The ability of an organization to manage and balance the three main pillars of people, data, and technology has a significant impact on how successful a brand can be. Companies must be able to concentrate on inclusion at work, utilizing AI tools and data resources, and staying connected to both their staff and customers as the workplace becomes more varied, dynamic, and dispersed than ever.
Learn how to create a customer data foundation to enable flawless customer experiences in today’s rapidly changing business environment from the chief revenue officer, SAP CX. Moving from an ad hoc machine learning method to a more production line-based approach can be facilitated by businesses having a clear understanding of the phases required and how obstacles might be handled at each level. The manufacturing and critical infrastructure sector are growing more vulnerable to dangers that may be more serious than data breaches as everything becomes internet-facing and cloud-managed. It’s challenging to keep the same attitude concerning CV gaps in the post-pandemic era. The stigma associated with resume gaps is examined by Christina Gialleli, head of people operations at Epignosis, along with possible solutions and benefits of doing so.
Read on to know more.
75% of Brands are Changing their CX Data Strategy
While businesses are aware of how important customer experience is, most struggle to offer the experiences that customers want. Companies are reevaluating their CX data strategy and technologies to achieve it. The chief revenue officer of SAP CX, Jen Bailin, talks about how to create a customer data foundation that links front-office interaction with back-end business operations. As industry experts in technology, we are aware that unlocking revenue, lowering churn, and achieving growth all depend on the provision of a personalized customer experience. It’s difficult to please the customers of today. To get it right, people, procedures, and technology must work together. And while businesses are aware of the significance of the customer experience, many of them are using consumer data ineffectively.

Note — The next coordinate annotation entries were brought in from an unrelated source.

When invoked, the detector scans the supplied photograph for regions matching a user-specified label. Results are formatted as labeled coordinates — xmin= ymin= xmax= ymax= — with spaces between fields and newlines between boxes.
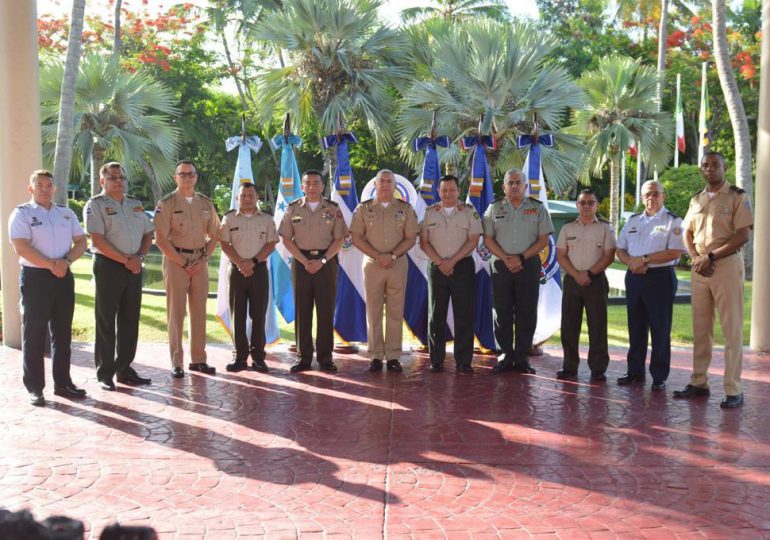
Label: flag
xmin=323 ymin=132 xmax=366 ymax=342
xmin=461 ymin=135 xmax=497 ymax=351
xmin=361 ymin=174 xmax=429 ymax=345
xmin=516 ymin=133 xmax=561 ymax=343
xmin=270 ymin=134 xmax=302 ymax=323
xmin=217 ymin=137 xmax=280 ymax=343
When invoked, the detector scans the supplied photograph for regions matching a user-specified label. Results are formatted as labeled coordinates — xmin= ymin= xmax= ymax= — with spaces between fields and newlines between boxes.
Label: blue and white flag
xmin=461 ymin=135 xmax=496 ymax=351
xmin=270 ymin=134 xmax=302 ymax=323
xmin=217 ymin=137 xmax=280 ymax=343
xmin=361 ymin=174 xmax=429 ymax=345
xmin=323 ymin=132 xmax=366 ymax=343
xmin=516 ymin=133 xmax=562 ymax=344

There’s a Stigma Around Resume Gaps
A professional break on a candidate’s resume was once considered a stain that needed to be skillfully swept under the rug. Others would make sure to disclose it in their application before using techniques like non-chronological resumes. Of course, a year without a job does not automatically indicate that an applicant is unqualified or has a bad character. But up until recently, hiring supervisors would make that assumption – candidates were aware of it. The dominant work culture demanded that elite talent could only be recognized by always being in demand; by never going longer than perhaps a few months without work. This was especially true in a business as competitive as the software industry.
OT Environments Are Getting Attacked
As usual, the primary driver of cyber attacks on functional technology is financial gain. Ransomware schemes affected over 80% of OT environments last year. Etay Maor, senior director of security strategy for Cato Networks, talks about how OT systems are vulnerable due to aged technology, infrequent patching that is made challenging by work stoppages, and insufficient security resources, as well as how organizations may address these issues. In the past ten years, operational technology (OT) has seen a significant transformation. The development of internet-enabled OT systems, which include industrial control systems and other OT systems like supervisory control and data acquisition systems, distributed control systems, remote terminal units, and programmable logic controllers, is a result of the growing demand for improved system connectivity, quicker equipment maintenance, and better insights into resource utilization.
The Magic Behind AI-Powered Feature Engineering
Artificial intelligence is essentially the process of going from raw data to machine learning models. The founder and CEO of DotData, Ryohei Fujimaki, delves more into the path, the processes and difficulties involved, and how new technologies are upending it. When switching from raw data to ML models, businesses encounter many issues. However, moving from an ad-hoc machine learning method to a more production line-based strategy can help organizations. This requires understanding the phases involved and how obstacles can be solved at each level. The data journey is being disrupted, and important new tools are creating new possibilities like automated feature discovery and evaluation.